Staring into the night, I saw her again, as I turned her over in the water and realized how young she was. My insides trembled and I wondered why I felt this attachment to someone I had never known.

“Are people still in the yard?”

He looked through the binoculars and nodded.

“Listen to my idea.”

“Go ahead.”

“We dinghy over to the cut and get on the road. From there, we can see the truck pull out. We ID it, license plate, color, whatever and I call the chief of police, he’s a friend.”

“The Colombians still get them.”

“If Cluny’s smart, he isn’t going to travel with the drugs.”

“Good point.”

“There may only be the smugglers and Cluny and they’ll go with the vehicle.”

“Then we take Cluny down,” he said excitedly.

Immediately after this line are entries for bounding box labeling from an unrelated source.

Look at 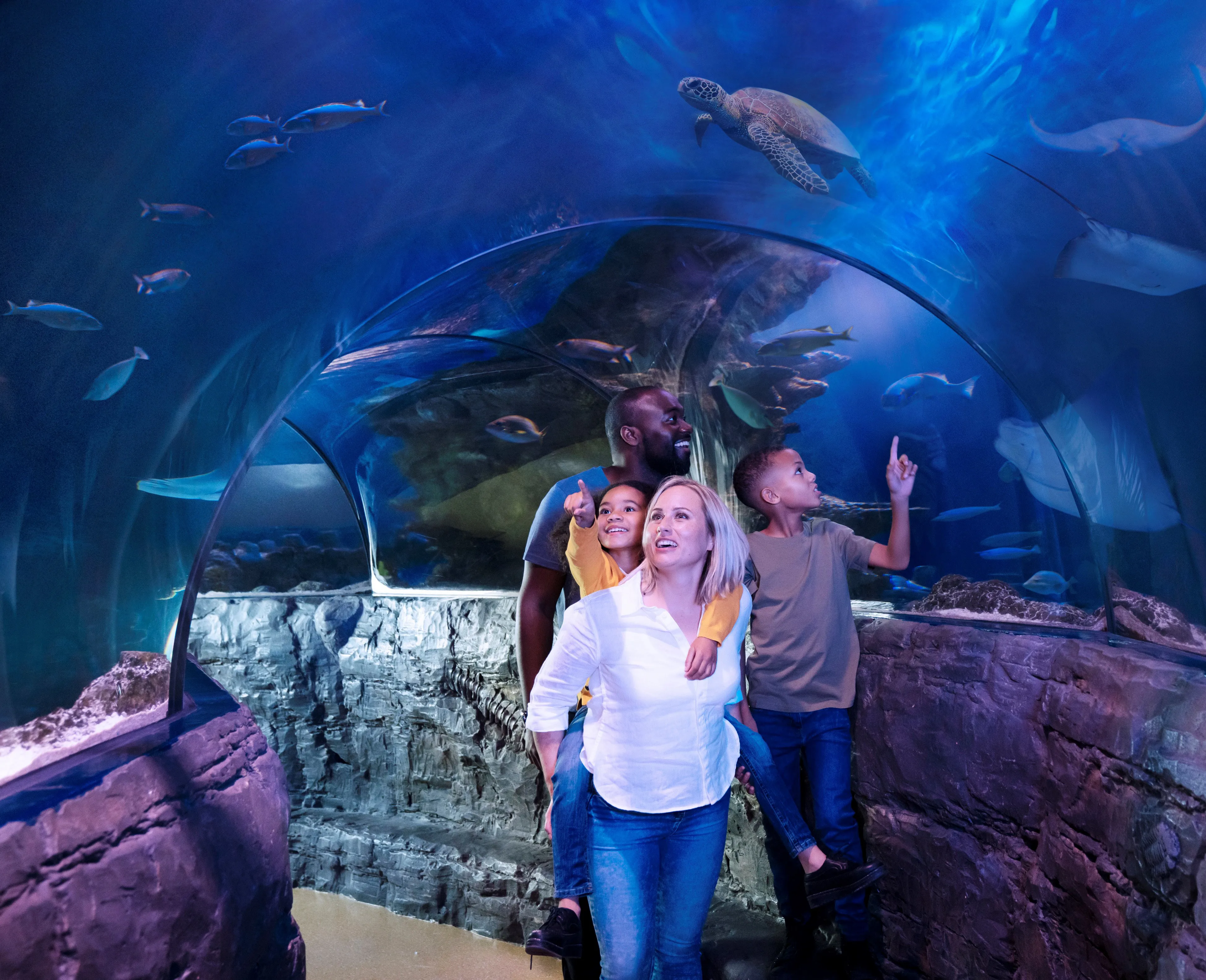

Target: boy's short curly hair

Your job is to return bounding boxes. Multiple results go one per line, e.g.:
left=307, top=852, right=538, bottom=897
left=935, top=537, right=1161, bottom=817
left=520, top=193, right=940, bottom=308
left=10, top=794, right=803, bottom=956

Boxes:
left=733, top=446, right=786, bottom=513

I wondered if take down meant kill, his excited tone made me think he did.

“Cluny wouldn’t be alone,” he said. “He’ll have one or two people with him.”

“It’s still better odds than going after them all.”

“Okay, we’ll do it your way.”

I got my Glock out of its hidey-hole below deck and took the three extra magazines I had. One clip was too many and three wasn’t going to be enough. Coco Joe waited on the dock, by my dinghy, his backpack already on board. I wondered what kind of arsenal he had.

We got on, without speaking, I started the engine, and we moved through the black water, past the cut and into the Gulf of Mexico. Off to our right a large condominium unit raised up and I steered toward its docks. A false dawn was beginning as we tied off.

“When we come out,” I whispered, “we’ll be about three houses up and can watch when the vehicle leaves.”

We quietly moved toward the road and sat behind some shrubs. At 4 a.m., a white Cadillac Escalade left Cluny’s gated property. It had tinted windows, so we couldn’t see how many were inside. I caught the Florida license plate number and called Chief Dowley. He wasn’t happy to hear from me.